# What is the 3-2-1 method



## seacer (Dec 9, 2012)

Hi Guy's, I have my own technique down that works fine for us but curious what is this 3-2-1


----------



## teamfirstcast (Aug 23, 2006)

2 hrs unwrapped with a dry rub, 2 hrs wrapped with butter, maybe brown sugar and honey, then final hr unwrapped for a final glaze and crust. But I find that 6 hrs is really too long for me and that of course depends on your cooking temps... usually about 250 is about right. my .02 but i'm not a rib expert even though they are always very good!


----------



## Turney (Jun 10, 2012)

These will make you slap your mama!

http://www.traegergrills.com/recipe?recipeid=3-2-1-baby-back-ribs


----------



## Mikeg77583 (Jul 11, 2014)

3 hours unwrapped 
2 hours wrapped in foil
1 hour unwrapped


----------



## fattrout (Jun 19, 2013)

personally i dont like the 3-2-1 method....just cook them til the meat starts to pull back from the bone and when picked up on one end with some tongs the ribs start to break


----------



## bigfishtx (Jul 17, 2007)

fattrout said:


> personally i dont like the 3-2-1 method....just cook them til the meat starts to pull back from the bone and when picked up on one end with some tongs the ribs start to break


Right on. What he said.

About 4-4.5 hrs will do it for Spares. Foil them and they get mushy.


----------



## TIMBOv2 (Mar 18, 2010)

bigfishtx said:


> Right on. What he said.
> 
> About 4-4.5 hrs will do it for Spares. Foil them and they get mushy.


That is why you unfoil on the last hour of the 321 method, they will tighten back up. I used to do mine as mentioned above until I tried the 321, I know it takes longer but everyone around here loves it


----------



## Spots and Dots (May 23, 2004)

321 is the best way to make great ribz, imo.

They come out tender, but with a bite. 


Sent from my iPad using Tapatalk


----------



## Deany45 (Jul 24, 2011)

I go with 2-2-30 minutes. I cook a little hotter at 275 though.


----------



## larryamyers (Dec 20, 2009)

Deany45 said:


> I go with 2-2-30 minutes. I cook a little hotter at 275 though.

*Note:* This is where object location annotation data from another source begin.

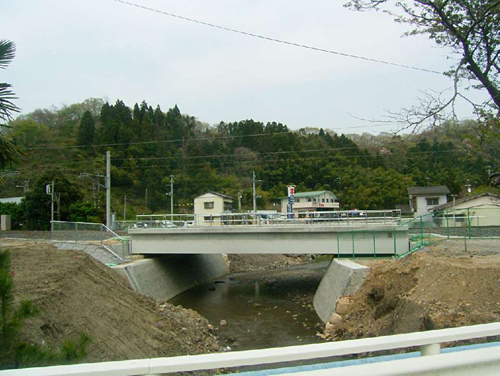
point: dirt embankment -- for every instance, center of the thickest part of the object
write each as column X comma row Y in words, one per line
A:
column 444, row 286
column 77, row 294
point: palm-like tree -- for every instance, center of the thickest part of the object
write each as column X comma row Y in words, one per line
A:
column 8, row 150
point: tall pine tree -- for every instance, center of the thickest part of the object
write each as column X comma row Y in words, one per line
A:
column 86, row 130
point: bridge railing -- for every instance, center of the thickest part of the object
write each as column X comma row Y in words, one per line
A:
column 429, row 343
column 344, row 218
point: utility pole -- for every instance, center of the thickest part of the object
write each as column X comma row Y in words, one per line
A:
column 125, row 208
column 171, row 197
column 254, row 197
column 96, row 179
column 108, row 189
column 24, row 186
column 49, row 189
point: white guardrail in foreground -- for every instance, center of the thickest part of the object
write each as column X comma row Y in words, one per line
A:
column 429, row 343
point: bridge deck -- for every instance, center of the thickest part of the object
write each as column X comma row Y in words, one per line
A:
column 305, row 239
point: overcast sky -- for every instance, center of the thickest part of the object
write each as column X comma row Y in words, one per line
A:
column 71, row 50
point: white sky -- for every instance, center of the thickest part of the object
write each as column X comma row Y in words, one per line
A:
column 71, row 50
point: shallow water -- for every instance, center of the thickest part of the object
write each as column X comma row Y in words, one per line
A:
column 270, row 309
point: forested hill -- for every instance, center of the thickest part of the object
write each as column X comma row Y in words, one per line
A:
column 148, row 145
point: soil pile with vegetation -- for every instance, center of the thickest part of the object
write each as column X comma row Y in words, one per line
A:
column 77, row 295
column 439, row 287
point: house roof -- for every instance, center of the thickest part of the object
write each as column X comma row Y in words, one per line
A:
column 311, row 194
column 431, row 190
column 218, row 194
column 462, row 200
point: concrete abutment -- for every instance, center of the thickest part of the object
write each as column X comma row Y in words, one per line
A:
column 164, row 277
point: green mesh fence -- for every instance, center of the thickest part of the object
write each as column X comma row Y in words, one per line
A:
column 91, row 233
column 468, row 223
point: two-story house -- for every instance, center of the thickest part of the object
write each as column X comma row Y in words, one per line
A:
column 311, row 201
column 423, row 199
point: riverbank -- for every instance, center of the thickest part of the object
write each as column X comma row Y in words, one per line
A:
column 77, row 294
column 445, row 285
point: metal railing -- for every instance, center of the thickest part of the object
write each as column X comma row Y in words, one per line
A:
column 429, row 343
column 93, row 234
column 346, row 218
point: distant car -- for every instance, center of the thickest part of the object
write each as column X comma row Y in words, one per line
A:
column 168, row 224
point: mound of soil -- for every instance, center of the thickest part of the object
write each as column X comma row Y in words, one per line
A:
column 245, row 263
column 435, row 288
column 76, row 294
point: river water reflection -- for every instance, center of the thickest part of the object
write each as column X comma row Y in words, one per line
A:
column 268, row 309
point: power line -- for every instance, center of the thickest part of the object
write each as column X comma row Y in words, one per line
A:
column 277, row 40
column 214, row 137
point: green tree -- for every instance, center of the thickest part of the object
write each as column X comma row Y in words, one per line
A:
column 86, row 131
column 8, row 151
column 27, row 133
column 471, row 29
column 37, row 203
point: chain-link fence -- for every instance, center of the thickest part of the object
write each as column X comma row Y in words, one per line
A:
column 92, row 234
column 467, row 223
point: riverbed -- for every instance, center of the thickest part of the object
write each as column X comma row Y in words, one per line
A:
column 260, row 310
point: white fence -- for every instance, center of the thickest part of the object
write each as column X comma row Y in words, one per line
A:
column 429, row 342
column 325, row 218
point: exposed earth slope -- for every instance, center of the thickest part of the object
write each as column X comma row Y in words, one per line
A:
column 438, row 287
column 77, row 294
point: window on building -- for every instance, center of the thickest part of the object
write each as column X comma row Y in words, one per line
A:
column 432, row 201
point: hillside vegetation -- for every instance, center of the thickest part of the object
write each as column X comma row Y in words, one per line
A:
column 148, row 145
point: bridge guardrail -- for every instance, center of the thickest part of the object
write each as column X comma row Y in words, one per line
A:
column 429, row 343
column 346, row 218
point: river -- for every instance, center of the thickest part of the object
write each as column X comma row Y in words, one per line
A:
column 265, row 309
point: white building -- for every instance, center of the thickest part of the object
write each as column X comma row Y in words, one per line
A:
column 311, row 201
column 479, row 210
column 209, row 207
column 423, row 199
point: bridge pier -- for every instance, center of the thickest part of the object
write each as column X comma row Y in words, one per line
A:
column 342, row 277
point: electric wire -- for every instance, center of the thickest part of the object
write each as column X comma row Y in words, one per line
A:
column 277, row 40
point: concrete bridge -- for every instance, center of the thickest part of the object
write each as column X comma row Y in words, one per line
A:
column 356, row 240
column 188, row 256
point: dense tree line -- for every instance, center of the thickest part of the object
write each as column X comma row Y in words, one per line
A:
column 148, row 145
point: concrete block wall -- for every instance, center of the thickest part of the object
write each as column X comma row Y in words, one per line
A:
column 341, row 278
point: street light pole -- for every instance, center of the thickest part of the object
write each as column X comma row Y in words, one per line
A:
column 108, row 189
column 171, row 197
column 254, row 196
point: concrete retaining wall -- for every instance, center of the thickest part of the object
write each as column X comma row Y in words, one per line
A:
column 341, row 278
column 167, row 276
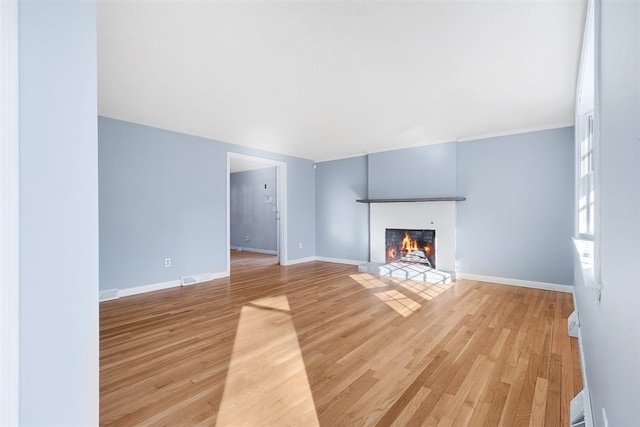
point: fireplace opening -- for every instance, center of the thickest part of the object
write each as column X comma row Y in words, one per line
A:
column 411, row 246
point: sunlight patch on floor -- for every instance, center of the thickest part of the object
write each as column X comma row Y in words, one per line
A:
column 267, row 381
column 395, row 299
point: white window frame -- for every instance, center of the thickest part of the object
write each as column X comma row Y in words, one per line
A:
column 586, row 178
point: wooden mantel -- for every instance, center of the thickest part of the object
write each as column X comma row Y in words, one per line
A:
column 414, row 199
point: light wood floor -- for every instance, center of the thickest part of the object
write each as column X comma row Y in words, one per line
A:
column 321, row 344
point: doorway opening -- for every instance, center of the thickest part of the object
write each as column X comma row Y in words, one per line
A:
column 262, row 189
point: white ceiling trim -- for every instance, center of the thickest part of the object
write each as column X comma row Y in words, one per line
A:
column 327, row 80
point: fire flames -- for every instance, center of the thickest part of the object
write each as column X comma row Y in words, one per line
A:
column 408, row 245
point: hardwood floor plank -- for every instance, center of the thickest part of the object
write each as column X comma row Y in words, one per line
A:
column 370, row 351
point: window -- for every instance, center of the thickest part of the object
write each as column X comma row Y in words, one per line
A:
column 586, row 189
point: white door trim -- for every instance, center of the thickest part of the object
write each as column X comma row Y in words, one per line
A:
column 281, row 201
column 9, row 214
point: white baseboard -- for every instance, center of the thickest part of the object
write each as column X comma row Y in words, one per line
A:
column 299, row 260
column 340, row 260
column 108, row 295
column 260, row 251
column 148, row 288
column 111, row 294
column 517, row 282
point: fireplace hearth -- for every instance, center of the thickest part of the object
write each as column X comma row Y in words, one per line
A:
column 410, row 246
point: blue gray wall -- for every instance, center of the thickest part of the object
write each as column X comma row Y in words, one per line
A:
column 517, row 221
column 342, row 224
column 610, row 329
column 253, row 221
column 428, row 171
column 163, row 195
column 58, row 370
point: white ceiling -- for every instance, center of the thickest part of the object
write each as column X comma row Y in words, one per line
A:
column 328, row 79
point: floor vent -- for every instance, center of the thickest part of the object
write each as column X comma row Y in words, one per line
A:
column 579, row 411
column 188, row 280
column 573, row 324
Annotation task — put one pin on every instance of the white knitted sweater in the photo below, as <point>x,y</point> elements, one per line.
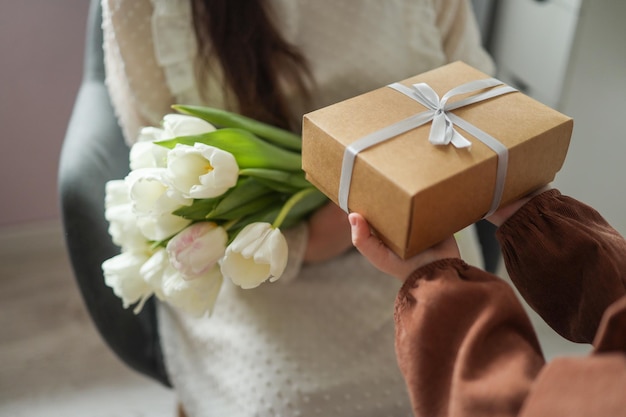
<point>320,341</point>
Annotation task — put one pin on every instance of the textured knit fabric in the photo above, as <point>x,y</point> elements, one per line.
<point>466,347</point>
<point>320,341</point>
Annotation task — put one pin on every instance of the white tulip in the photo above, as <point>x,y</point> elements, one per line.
<point>153,271</point>
<point>197,296</point>
<point>122,221</point>
<point>150,193</point>
<point>146,154</point>
<point>161,227</point>
<point>197,249</point>
<point>258,253</point>
<point>153,203</point>
<point>201,171</point>
<point>121,273</point>
<point>175,125</point>
<point>116,193</point>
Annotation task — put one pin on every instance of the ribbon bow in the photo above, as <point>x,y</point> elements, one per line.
<point>442,131</point>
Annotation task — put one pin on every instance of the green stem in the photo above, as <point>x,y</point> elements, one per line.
<point>230,224</point>
<point>289,204</point>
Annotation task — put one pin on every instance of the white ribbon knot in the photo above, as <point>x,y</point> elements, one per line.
<point>442,130</point>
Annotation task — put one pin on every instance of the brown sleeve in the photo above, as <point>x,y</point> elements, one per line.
<point>464,343</point>
<point>586,386</point>
<point>567,262</point>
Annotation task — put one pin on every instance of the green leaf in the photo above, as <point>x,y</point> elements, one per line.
<point>246,191</point>
<point>223,118</point>
<point>299,206</point>
<point>249,151</point>
<point>251,207</point>
<point>198,209</point>
<point>295,180</point>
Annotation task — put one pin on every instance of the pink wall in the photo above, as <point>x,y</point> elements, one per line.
<point>41,55</point>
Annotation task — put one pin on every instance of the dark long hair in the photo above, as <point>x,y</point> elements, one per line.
<point>257,63</point>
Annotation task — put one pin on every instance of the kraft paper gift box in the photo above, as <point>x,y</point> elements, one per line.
<point>415,193</point>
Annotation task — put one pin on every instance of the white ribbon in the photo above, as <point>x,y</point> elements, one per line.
<point>442,131</point>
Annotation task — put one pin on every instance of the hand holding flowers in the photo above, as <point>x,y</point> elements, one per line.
<point>202,204</point>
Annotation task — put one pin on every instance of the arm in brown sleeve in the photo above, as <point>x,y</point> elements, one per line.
<point>567,262</point>
<point>464,343</point>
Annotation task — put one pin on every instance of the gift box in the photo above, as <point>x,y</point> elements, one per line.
<point>423,158</point>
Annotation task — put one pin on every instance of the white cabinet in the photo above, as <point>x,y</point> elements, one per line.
<point>531,45</point>
<point>572,56</point>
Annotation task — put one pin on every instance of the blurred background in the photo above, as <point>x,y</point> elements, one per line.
<point>569,54</point>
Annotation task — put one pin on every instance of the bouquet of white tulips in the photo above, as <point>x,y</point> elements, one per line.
<point>205,200</point>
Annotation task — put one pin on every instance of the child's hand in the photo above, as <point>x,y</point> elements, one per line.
<point>384,259</point>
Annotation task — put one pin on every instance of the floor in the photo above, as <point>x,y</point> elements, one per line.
<point>52,361</point>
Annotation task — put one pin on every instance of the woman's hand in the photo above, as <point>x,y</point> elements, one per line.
<point>384,259</point>
<point>329,234</point>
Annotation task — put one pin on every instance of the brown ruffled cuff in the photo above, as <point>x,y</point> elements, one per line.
<point>566,261</point>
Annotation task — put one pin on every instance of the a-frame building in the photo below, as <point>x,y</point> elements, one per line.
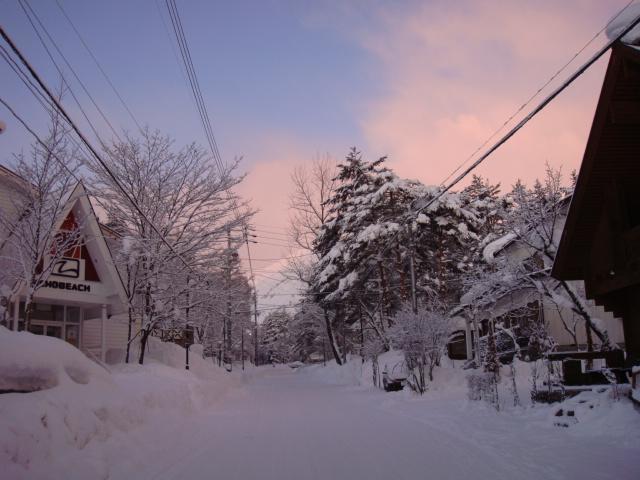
<point>83,300</point>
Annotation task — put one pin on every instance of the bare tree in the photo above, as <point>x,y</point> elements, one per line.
<point>34,235</point>
<point>313,185</point>
<point>422,336</point>
<point>195,214</point>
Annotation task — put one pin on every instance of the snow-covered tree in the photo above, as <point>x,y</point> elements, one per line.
<point>274,336</point>
<point>532,220</point>
<point>33,236</point>
<point>422,336</point>
<point>197,219</point>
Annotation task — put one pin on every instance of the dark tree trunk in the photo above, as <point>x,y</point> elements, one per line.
<point>332,339</point>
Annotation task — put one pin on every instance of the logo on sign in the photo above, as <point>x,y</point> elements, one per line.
<point>67,267</point>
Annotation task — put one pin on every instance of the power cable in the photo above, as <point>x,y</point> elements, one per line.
<point>102,71</point>
<point>535,111</point>
<point>532,97</point>
<point>22,4</point>
<point>93,151</point>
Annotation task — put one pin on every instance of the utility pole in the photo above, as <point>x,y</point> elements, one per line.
<point>255,300</point>
<point>188,333</point>
<point>414,300</point>
<point>227,336</point>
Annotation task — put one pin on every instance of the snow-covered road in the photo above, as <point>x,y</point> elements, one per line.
<point>288,425</point>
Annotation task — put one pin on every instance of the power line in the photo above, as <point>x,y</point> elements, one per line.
<point>22,4</point>
<point>102,71</point>
<point>93,151</point>
<point>516,128</point>
<point>533,113</point>
<point>532,97</point>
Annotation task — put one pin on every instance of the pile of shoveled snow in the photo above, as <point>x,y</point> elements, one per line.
<point>622,21</point>
<point>75,402</point>
<point>590,413</point>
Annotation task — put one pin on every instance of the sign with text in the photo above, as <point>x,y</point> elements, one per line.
<point>67,267</point>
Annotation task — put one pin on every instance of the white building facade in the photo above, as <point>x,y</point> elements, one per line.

 I do 1 hour, 1 hour wrapped with brown sugar, honey and butter, 1 hour back on the grill uncovered at 225 degrees. Perfect! 3 hours total. No more.


----------



## bigfishtx (Jul 17, 2007)

Sounds like we need to have a rib shootout. Maybe put up $100 each, find some neutral judges, and winner take all?


----------



## fishingcacher (Mar 29, 2008)

I have used 3 hours indirect heat with a water pan, 2 hours in the oven, 1 hour resting time before slicing.


----------



## fattrout (Jun 19, 2013)

imo....oven cooked ribs are for the ladies


----------



## Lav20 (Mar 22, 2005)

I would agree 6 hours is usually a little long on the cooking. I would go with a 2.5, 1.5. 1

Or the 25151 method. I think the the ingredients were/are Parkay Squeeze Margarine, Honey, Brown Sugar and Tiger Sauce for the heat. 

225 deg.


----------



## Deany45 (Jul 24, 2011)

If you haven't tried Texas Pepper Jelly Rib Candy for glazing, you are missing out. Try it.


----------



## Maverick2014 (Aug 31, 2014)

[email protected] 225* wrap with parkay, brn sugar or honey, perfect every time!!!


----------



## POCLANCE (Apr 5, 2006)

*TEMP?*



Maverick2014 said:


> [email protected] 225* wrap with parkay, brn sugar or honey, perfect every time!!!


 TEMP?


----------



## surf_ox (Jul 8, 2008)

POCLANCE said:


> TEMP?


225?!?!?

--------------

We never become who God created us to be trying to be like everybody else.


----------